RE: sml schema regular expression performance from Liam R E Quin on 2012-09-14 (xmlschema-dev@w3.org from September 2012)

From: Liam R E Quin <liam@w3.org>
Date: Fri, 14 Sep 2012 15:52:19 -0400
To: "Armishev, Sergey" <sarmishev@idirect.net>
Cc: Michael Kay <mike@saxonica.com>, "xmlschema-dev@w3.org" <xmlschema-dev@w3.org>
Message-ID: <1347652339.560.53.camel@localhost.localdomain>

On Fri, 2012-09-14 at 19:09 +0000, Armishev, Sergey wrote:

> The arguments against XML schema regular expression performance that I
> cited is that such flavor can't use "first character optimization" .
> Somebody can compare this "first character optimization"  versus
> "efficient text-directed engines"  ?

To clarify further - this is simply not an issue in practice.

If XSD regular expressions were not anchored implicitly, they would
probably *all* contain ^ at the start and $ at the end in almost all
schemas in real life.

It's very rare to say, "this value is only valid if it contains a
decimal point" and very common to say "this value must contain exactly
one decimal point".

So there is no large performance difference in practice, because by the
time the regex engine see it, it's anchored.

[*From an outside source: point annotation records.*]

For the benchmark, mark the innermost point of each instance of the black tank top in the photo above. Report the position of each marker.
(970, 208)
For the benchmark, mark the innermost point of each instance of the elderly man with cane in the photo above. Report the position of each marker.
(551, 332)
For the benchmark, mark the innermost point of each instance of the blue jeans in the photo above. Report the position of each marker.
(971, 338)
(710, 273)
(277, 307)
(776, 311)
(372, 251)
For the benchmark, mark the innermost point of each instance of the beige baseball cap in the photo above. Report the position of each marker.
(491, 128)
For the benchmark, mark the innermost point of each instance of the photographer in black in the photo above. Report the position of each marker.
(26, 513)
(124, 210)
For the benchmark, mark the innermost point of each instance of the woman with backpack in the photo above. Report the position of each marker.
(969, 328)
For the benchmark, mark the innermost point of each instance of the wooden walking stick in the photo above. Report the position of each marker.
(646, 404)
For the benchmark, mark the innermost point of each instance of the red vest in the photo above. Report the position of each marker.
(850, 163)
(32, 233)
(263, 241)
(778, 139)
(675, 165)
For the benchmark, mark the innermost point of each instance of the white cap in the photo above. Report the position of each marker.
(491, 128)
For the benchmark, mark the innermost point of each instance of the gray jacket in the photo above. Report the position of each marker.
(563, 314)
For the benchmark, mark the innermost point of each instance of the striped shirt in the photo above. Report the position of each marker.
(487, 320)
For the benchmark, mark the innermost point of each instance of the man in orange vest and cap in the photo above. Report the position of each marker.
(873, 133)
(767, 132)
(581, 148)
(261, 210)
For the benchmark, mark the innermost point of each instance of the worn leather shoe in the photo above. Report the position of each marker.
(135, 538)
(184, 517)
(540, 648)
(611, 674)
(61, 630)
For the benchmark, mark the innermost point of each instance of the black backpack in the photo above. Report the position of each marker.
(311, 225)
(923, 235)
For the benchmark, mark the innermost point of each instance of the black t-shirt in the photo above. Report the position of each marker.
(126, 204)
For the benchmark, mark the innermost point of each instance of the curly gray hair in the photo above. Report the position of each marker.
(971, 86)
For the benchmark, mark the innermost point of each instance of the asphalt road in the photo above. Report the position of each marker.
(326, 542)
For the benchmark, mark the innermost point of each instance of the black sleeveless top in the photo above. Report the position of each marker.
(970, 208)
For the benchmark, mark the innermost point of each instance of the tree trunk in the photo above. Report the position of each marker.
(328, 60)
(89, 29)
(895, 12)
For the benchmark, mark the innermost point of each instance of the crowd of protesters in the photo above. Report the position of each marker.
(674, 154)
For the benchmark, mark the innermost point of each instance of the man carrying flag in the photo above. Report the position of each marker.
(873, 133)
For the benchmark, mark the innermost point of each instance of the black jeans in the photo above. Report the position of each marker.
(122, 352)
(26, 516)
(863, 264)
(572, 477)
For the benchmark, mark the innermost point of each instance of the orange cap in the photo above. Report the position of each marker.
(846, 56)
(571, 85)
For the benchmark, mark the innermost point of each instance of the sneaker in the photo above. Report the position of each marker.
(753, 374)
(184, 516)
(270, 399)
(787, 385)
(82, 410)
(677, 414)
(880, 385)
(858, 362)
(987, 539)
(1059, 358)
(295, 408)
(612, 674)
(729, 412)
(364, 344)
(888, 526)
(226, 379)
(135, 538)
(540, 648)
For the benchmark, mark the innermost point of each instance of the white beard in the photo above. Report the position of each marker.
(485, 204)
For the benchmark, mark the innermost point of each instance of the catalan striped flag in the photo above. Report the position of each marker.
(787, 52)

In addition, validation is typically going to involve compiling, say, 20
to 500 regular expressions and running each of them (sometimes tens of
thousands of times, sometimes only once) on strings that are often 2, 3,
or maybe five to twenty characters long.

The savings might or might not be worth the cost of the extra I/O in
handling the ^ and $ signs :-) although you could go measure.

Liam

-- 
Liam Quin - XML Activity Lead, W3C, http://www.w3.org/People/Quin/
Pictures from old books: http://fromoldbooks.org/
Co-perpetrator, 5th edition of "Beginning XML", Wrox, July 2012
http://www.holoweb.net/~liam/ - the barefoot typographer

Received on Friday, 14 September 2012 19:52:55 UTC